Prosodic categories in speech are acoustically multidimensional: evidence from dimension-based statistical learning

Kyle Jasmin; Adam Tierney; Lori Holt

doi:10.1101/2021.01.18.427088

Abstract

Segmental speech units (e.g. phonemes) are described as multidimensional categories wherein perception involves contributions from multiple acoustic input dimensions, and the relative perceptual weights of these dimensions respond dynamically to context. Can prosodic aspects of speech spanning multiple phonemes, syllables or words be characterized similarly? Here we investigated the relative contribution of two acoustic dimensions to word emphasis. Participants categorized instances of a two-word phrase pronounced with typical covariation of fundamental frequency (F0) and duration, and in the context of an artificial ‘accent’ in which F0 and duration covaried atypically.

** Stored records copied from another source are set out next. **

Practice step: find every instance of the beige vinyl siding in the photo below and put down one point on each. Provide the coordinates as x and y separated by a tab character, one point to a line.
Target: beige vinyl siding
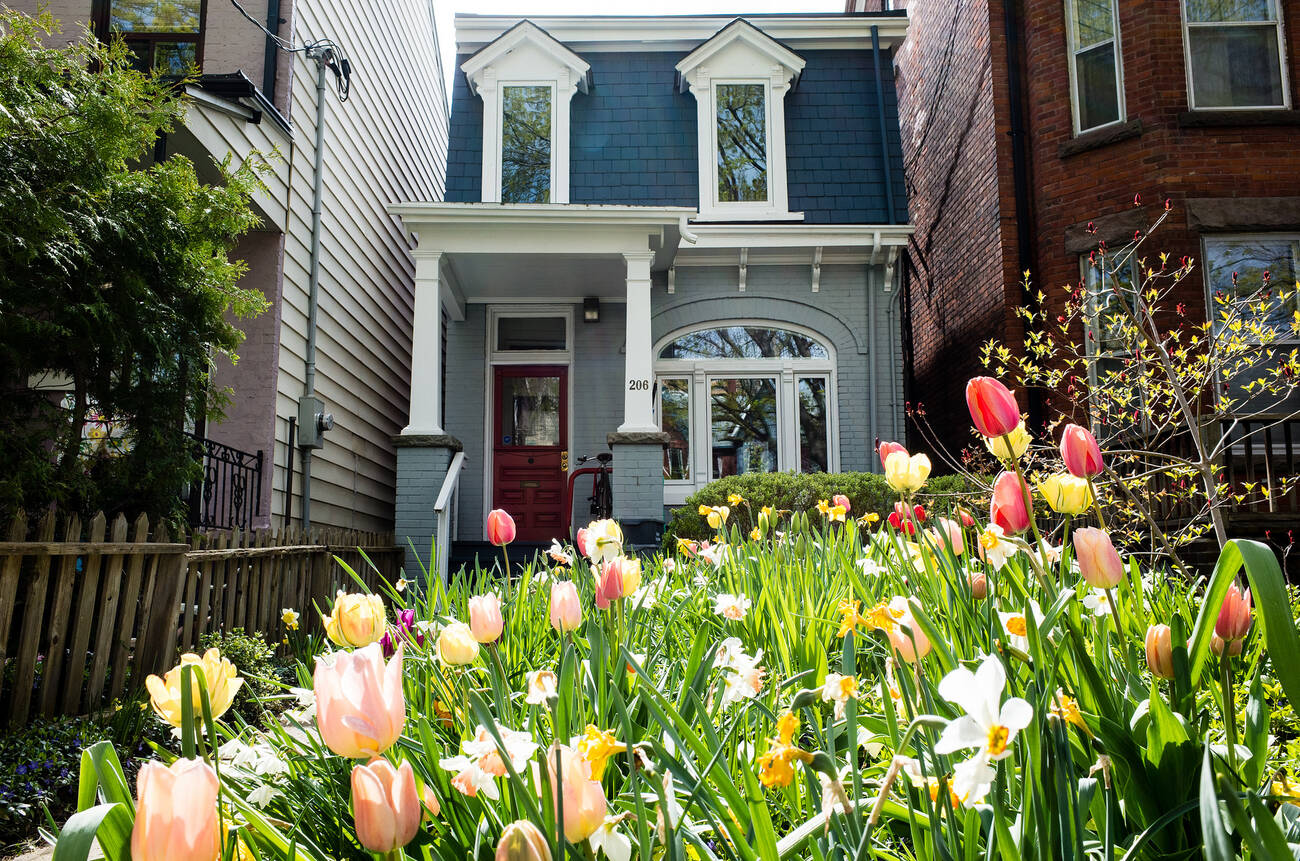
386	143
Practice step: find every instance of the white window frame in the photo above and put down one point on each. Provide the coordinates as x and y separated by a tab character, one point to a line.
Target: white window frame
1285	338
1073	55
501	138
785	372
1282	61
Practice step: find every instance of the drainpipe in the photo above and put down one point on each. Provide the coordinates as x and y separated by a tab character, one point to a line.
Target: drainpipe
315	273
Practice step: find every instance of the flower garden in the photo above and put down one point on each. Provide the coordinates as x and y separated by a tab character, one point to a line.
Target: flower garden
805	684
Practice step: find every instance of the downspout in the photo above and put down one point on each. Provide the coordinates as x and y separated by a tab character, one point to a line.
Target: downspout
315	273
1021	178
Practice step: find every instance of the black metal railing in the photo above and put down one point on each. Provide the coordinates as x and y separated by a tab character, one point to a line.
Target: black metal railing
229	493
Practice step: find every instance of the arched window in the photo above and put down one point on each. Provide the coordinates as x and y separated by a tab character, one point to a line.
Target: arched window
744	397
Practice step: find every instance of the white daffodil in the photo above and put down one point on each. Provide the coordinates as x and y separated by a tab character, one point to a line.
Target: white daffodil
1099	602
610	840
989	725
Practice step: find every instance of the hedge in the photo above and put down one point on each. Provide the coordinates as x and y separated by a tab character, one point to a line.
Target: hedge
796	492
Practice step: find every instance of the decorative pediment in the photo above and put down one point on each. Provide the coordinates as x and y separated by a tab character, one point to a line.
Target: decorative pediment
527	52
740	48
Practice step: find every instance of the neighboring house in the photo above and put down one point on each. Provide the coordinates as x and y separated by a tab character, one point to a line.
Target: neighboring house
386	143
672	237
1022	122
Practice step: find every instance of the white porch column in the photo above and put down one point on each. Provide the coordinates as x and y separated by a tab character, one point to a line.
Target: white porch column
638	362
427	346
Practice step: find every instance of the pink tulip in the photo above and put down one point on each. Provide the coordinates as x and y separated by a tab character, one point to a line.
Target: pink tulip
485	617
386	805
1234	621
1008	507
1080	451
885	449
1099	561
360	708
1160	650
176	813
566	608
501	527
993	407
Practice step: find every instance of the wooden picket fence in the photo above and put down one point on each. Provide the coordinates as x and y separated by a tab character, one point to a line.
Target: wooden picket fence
89	610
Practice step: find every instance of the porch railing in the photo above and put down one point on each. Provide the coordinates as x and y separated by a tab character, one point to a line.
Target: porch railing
229	493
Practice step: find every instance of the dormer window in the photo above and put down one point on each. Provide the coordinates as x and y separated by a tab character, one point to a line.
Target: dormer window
740	78
525	79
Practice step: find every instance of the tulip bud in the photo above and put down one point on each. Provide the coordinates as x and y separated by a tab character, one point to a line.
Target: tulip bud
1099	561
485	619
1234	621
458	645
1080	451
523	842
992	406
386	805
501	527
176	813
1160	650
566	608
1008	506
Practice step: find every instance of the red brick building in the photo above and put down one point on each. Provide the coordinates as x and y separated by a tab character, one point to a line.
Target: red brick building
1022	121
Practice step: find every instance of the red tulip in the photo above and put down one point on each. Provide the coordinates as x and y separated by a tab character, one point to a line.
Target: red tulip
1008	507
885	449
501	527
1080	451
993	407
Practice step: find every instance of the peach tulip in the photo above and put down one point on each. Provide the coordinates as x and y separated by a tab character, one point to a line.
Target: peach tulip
566	608
176	813
993	407
1099	561
1008	507
360	708
501	527
386	805
485	621
1160	650
523	842
1080	451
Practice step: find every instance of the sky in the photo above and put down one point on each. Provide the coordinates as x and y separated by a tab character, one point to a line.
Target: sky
445	12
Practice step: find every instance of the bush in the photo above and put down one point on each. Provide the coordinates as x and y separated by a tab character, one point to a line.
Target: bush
798	492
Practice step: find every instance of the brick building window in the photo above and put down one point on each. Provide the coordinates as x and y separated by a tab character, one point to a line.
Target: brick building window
1234	53
1096	69
1264	265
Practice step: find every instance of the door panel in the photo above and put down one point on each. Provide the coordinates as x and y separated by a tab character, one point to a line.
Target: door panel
531	423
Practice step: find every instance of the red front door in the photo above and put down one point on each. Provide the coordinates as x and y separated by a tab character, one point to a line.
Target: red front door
531	424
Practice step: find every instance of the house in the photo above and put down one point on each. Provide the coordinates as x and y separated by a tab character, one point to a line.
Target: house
675	238
1028	130
385	143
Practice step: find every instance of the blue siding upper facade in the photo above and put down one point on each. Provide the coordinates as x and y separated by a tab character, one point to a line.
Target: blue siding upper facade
633	138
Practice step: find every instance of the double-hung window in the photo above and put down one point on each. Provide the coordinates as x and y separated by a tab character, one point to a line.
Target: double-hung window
1234	53
165	35
1096	69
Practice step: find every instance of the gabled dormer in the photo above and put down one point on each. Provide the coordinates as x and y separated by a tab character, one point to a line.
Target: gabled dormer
740	78
525	79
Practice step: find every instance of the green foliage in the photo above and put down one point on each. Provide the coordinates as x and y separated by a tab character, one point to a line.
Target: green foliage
115	280
801	492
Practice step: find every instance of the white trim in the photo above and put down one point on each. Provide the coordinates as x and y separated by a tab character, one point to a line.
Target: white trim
1073	52
1282	59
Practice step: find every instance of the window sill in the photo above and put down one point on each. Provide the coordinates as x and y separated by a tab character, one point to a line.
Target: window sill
1103	137
1246	117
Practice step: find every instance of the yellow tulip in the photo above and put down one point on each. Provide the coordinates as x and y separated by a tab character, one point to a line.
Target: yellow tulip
1065	493
220	678
356	621
906	474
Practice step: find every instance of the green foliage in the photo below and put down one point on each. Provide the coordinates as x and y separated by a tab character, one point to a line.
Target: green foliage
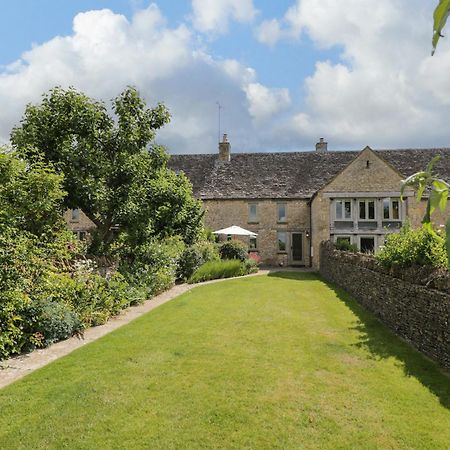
423	247
228	268
111	169
194	256
438	197
441	14
153	265
46	322
233	250
346	246
249	266
31	196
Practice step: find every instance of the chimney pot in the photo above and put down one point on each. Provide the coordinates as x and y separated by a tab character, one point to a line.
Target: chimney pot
322	146
224	149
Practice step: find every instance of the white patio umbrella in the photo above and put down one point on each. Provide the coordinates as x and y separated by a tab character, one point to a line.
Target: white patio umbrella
236	231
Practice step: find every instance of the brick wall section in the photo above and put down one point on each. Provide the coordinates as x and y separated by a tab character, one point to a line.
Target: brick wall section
420	314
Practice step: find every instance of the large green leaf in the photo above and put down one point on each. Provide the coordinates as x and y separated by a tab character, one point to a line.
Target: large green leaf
441	14
447	240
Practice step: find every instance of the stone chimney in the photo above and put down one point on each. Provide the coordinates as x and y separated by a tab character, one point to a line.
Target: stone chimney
224	149
322	146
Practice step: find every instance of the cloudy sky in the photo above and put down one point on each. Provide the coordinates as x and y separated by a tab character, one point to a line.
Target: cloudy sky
286	72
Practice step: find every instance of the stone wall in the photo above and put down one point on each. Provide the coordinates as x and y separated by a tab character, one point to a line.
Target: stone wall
419	313
224	213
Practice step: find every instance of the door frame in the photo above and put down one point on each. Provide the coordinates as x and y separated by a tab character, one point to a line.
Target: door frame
293	262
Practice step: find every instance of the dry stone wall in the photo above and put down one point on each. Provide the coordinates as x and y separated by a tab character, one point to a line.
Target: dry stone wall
415	304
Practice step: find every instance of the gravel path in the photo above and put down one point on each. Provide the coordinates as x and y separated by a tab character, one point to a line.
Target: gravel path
15	368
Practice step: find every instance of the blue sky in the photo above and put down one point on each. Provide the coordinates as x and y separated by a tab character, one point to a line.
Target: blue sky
287	72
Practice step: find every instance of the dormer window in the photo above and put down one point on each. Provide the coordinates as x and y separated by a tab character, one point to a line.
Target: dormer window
343	209
75	215
253	213
391	209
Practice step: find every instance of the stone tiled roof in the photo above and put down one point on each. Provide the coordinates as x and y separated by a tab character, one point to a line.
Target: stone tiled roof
287	175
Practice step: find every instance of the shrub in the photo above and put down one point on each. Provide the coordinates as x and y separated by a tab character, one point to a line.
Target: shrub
153	266
194	256
233	250
249	266
48	322
423	247
345	245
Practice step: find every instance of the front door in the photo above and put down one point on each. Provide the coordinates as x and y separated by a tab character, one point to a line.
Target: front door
297	248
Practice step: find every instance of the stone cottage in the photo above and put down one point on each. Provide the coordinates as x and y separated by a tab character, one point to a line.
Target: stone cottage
293	201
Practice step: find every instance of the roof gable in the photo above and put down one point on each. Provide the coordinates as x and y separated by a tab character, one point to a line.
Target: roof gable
367	172
293	175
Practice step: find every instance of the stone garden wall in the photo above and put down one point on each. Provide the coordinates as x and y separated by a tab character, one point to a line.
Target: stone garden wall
414	303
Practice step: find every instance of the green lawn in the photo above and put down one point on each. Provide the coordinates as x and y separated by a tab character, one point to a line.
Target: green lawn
281	361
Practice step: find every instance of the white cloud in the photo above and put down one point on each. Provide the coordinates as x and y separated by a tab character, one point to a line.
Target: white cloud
386	90
264	102
213	16
107	52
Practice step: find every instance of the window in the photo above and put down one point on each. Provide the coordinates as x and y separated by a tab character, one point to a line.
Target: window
75	215
282	216
341	239
366	209
391	209
282	241
367	244
343	210
253	212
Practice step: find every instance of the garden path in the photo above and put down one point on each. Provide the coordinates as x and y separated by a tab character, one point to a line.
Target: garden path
19	366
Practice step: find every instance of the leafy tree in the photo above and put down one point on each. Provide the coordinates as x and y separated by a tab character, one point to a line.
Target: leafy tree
112	170
31	196
441	14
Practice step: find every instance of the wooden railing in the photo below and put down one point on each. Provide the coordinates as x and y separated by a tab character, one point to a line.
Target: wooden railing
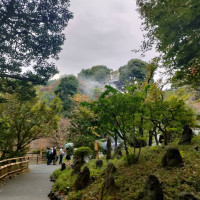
13	165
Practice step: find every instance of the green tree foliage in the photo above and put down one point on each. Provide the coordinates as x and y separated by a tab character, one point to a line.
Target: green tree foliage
173	26
82	127
31	33
25	121
135	69
99	73
168	113
67	87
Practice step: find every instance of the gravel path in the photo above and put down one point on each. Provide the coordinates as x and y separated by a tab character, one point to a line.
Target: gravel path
34	185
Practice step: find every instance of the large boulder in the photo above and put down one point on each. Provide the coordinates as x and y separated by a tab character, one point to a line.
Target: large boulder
99	163
63	166
186	196
108	152
172	158
153	190
83	179
76	166
108	185
138	143
186	135
110	169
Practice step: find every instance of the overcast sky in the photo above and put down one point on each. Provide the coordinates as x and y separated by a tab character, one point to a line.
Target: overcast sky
102	32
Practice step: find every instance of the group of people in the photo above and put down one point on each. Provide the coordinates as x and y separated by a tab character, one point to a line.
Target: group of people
52	155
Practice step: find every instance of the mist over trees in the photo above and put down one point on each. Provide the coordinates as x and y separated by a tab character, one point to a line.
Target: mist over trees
67	87
135	69
31	33
173	27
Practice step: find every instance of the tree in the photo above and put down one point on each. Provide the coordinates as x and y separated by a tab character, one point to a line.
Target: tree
99	73
135	69
168	113
62	132
118	114
31	33
67	87
173	27
82	130
25	121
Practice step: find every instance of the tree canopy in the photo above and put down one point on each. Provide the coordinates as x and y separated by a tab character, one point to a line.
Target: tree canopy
24	121
135	69
173	27
99	73
31	33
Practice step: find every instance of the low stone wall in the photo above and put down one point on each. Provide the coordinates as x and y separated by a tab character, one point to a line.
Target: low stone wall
10	167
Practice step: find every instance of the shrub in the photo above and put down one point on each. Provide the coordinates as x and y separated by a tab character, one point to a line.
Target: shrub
81	152
131	159
55	174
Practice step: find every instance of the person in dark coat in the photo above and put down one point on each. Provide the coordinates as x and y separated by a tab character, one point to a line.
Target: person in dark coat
54	156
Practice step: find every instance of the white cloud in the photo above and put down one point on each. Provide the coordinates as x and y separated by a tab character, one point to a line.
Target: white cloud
103	32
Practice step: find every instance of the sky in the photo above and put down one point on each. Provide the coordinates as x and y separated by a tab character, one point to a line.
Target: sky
102	32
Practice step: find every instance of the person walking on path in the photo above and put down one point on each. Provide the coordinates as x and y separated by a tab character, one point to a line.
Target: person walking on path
49	155
54	156
61	154
69	153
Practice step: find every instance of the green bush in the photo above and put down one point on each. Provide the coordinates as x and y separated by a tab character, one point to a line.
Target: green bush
81	152
65	180
56	174
130	159
84	140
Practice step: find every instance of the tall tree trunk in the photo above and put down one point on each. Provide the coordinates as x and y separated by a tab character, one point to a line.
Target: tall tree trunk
125	145
141	126
156	138
150	137
165	138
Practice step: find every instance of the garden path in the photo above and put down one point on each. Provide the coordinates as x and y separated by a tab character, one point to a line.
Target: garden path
34	185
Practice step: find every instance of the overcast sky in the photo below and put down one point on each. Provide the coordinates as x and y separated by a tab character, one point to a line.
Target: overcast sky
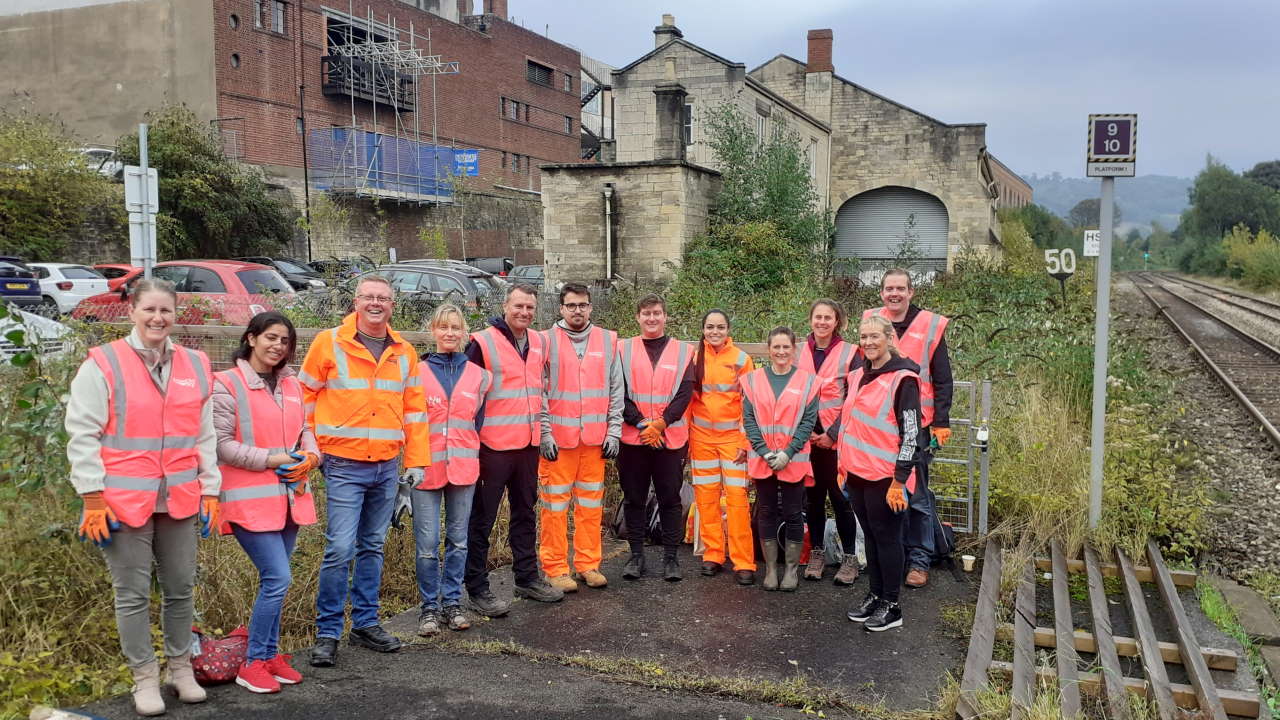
1203	76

When categorizing ‘accented’ speech, listeners rapidly down-weighted the secondary dimension (duration) while continuing to rely on the primary dimension (F0). This clarifies two core theoretical questions: 1) prosodic categories are signalled by multiple input acoustic dimensions and 2) perceptual cue weights for prosodic categories dynamically adapt to local regularities of speech input.

Highlights

Prosodic categories are signalled by multiple acoustic dimensions.
The influence of these dimensions flexibly adapts to changes in local speech input.
This adaptive plasticity may help tune perception to atypical accented speech.
Similar learning models may account for segmental and suprasegmental flexibility.